But Kalwarski more than quadrupled his estimate of the jump this week to $30 million.
The sharp hike comes despite a notably strong year for the stock market and the pension system’s investments, which gained $89.2 million in value.
Stock gains typically shrink the city’s annual payment because a crucial part of the city’s long-term payoff plan is significant growth in the value of investments made by the pension system.
But those stock gains were overpowered by large employee raises that kicked in last July and this month. Those raises increased the pension system’s long-term liabilities more than $140 million, Kalwarski said.
The city doling out pay raises larger than Kalwarski expects has become a recurring theme — and a recurring problem for the pension system’s long-term finances.
“There have been extra salary increases above and beyond our assumptions during many of the past seven years,” Kalwarksi told the board of the San Diego City Employees Retirement System.

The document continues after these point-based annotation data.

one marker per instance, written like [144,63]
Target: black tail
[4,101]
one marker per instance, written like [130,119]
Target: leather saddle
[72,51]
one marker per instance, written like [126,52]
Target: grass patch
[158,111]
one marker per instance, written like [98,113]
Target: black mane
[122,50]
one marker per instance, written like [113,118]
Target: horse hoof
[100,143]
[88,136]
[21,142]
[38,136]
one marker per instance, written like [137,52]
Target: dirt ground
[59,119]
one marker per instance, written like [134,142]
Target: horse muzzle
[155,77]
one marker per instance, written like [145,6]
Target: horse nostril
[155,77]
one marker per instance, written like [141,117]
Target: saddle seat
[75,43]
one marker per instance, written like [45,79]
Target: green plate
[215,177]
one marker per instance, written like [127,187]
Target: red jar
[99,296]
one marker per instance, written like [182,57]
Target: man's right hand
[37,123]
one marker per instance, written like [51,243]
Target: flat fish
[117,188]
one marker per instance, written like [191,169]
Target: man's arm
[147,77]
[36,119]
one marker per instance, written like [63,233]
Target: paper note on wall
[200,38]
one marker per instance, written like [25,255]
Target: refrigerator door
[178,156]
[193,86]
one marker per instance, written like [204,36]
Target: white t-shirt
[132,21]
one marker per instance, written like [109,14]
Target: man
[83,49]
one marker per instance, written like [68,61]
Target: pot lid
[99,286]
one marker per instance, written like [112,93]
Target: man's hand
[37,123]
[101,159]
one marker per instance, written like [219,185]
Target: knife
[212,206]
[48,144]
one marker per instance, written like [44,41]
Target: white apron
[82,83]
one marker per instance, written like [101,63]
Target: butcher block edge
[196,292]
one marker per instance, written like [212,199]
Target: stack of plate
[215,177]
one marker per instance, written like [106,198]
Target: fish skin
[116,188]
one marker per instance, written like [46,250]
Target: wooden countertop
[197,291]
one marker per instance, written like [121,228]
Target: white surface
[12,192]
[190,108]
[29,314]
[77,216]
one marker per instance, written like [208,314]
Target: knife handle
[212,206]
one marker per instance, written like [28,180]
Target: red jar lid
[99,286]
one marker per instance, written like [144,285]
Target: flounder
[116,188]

City officials have repeatedly said large pay hikes are necessary to counteract the effects of a wage freeze that extended from 2013 to 2018, contending that frozen wages had left municipal salaries in San Diego far below those in other cities.
The average salary for city employees has reached $113,800, up 7.4% from just under $106,000 last year.
General employees received 5% raises last July, police officers and lifeguards got 4% last July and firefighters got 3% last July and 1% on Jan. 1.
Those raises are in addition to automatic pay hikes city employees receive when they hit certain years-of-service milestones.
The higher payment comes despite the city’s unfunded pension debt shrinking slightly, from $3.49 billion to $3.46 billion.
Smaller debt would normally mean a lower payment, but Kalwarski had predicted the debt would drop by $131 million this year — more than quadruple the actual drop of $27.9 billion.
On a positive note, Kalwarski noted that the funded rate of the city’s pension system climbed this year to 76.1%, the highest since 2008.
That rate, and the unfunded debt, are based on Kalwarski’s long-term liability projection of $14.51 billion compared to his long-term asset projection of $11.05 billion.
He said officials could argue that the 76.1% ratio in 2026 is far better than the 78.1% ratio in 2008. That’s because the city has scaled back investment and employee longevity projections used back then that critics called overly optimistic.
Kalwarski is projecting the city’s annual payment to rise again next year to $573.2 million. The payment is then projected to drop sharply to about $500 million for five consecutive fiscal years: 2029 through 2033.
Last year was the first time the payment had ever surpassed $500 million.
Not all of the higher pension payment will affect the city’s projected general fund deficit of $110 million.
That’s because only 73% of workers in the city’s pension system are paid by the general fund. The other 27% work for enterprise funds like sewer, water or the municipal golf courses.
The city’s latest projection for its general fund pension payment — before Kalwarski revised the overall payment upward — was $383 million. The new number will likely increase the general fund pension payment to about $410 million.
The $110 million is already considered an understatement of the budget hole the city faces.
Last month, city finance officials announced a new $23 million deficit in the budget for the ongoing fiscal year, based on revenues coming in lower than expected and some expenses coming in higher than expected. They said that shortfall could force the city to consider emergency cuts this winter.
Kalwarski presented the new payment to the SDCERS board on Friday for discussion, but the board is not scheduled to formally adopt the payment until its March meeting.